В это время Кейт уже достала из верхнего ящика стола свои белые перчатки для работы с архивными документами. Задник был прибит гвоздиками, чтобы их извлечь, Кейт воспользовалась скальпелем. Она работала медленно, старясь не повредить дерево. Сняв задник, она положила его на ковер рядом со столом. На бланке купчей лежал небольшой клочок бумаги, и на нем от руки было написано:
Товарный чек
25 февраля 1915 года.
— Ровно за месяц до оформления купчей, — прокомментировал Маркус и продолжил читать записку вслух. — Тысяча долларов за сапфиры, рубины и один бриллиант в два карата.
— Тысяча долларов! — Кейт отложила чек в сторону и перевернула рамку, чтобы посмотреть на лицевую сторону купчей.
— Ровно столько и на купчей, — отметил Маркус.
Они посмотрели друг на друга.
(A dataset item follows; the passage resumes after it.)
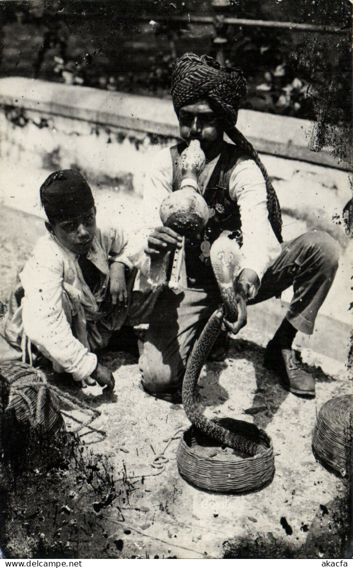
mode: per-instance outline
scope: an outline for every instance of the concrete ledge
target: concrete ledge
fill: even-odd
[[[6,77],[0,79],[0,105],[170,137],[179,134],[171,102],[165,99]],[[237,126],[259,152],[350,169],[329,151],[310,151],[309,120],[241,110]]]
Кейт от волнения закусила нижнюю губу. Но прежде, чем она успела что-то сказать, Маркус склонился над рамкой и указал на крошечный уголок бумаги, выглядывающий из углубления в рамочной рейке из орехового дерева.
— Кажется, здесь есть что-то еще. Видишь? Спрятано в раме.
Взяв пинцет, Кейт извлекла бумажную полоску. Это оказался еще один листок, сложенный в виде китайского веера и втиснутый в рамку. Похоже, кто-то старался держать его как можно дальше от посторонних глаз.
Кейт очень осторожно, изгиб за изгибом, развернула листок. К ее изумлению, этот документ не имел никакого отношения ни к купчей, ни к чеку. Это было письмо, датированное 25 ноября 1912 года.
Кейт повернула лампу на столе, чтобы прочитать чернильные строки, написанные явно детской рукой, — выдавали округлые гласные.
Маркус опередил ее и стал читать вслух:
— Дорогая Эсси, я сидела наверху на лестнице и все слышала…
Внимая словам из далекого прошлого, произносимые мягким голосом Маркуса, Кейт опустилась на диван, наблюдая, как эти слова собираются вокруг нее. Они, словно тонкие нити, сплетались в нечто подобное шали и согревали ее. Успокоившись, Кейт думала о стойкости и щедрости женщин семьи Мёрфи, которые оставались такими, несмотря на горечь и печали, выпавшие на их долю; о золотой пуговице с пропавшими драгоценными камнями, которую носит теперь Белла на цепочке, как кулон; о сапфировых сережках Эсси; о фотографии молодой женщины, стоящей со смешанным выражением гордости и печали у здания школы Святой Хильды в Оксфорде; о беременной девушке, пересекающей океан… И, конечно же, о собственном потерянном ребенке с прозрачной кожей и алыми губами.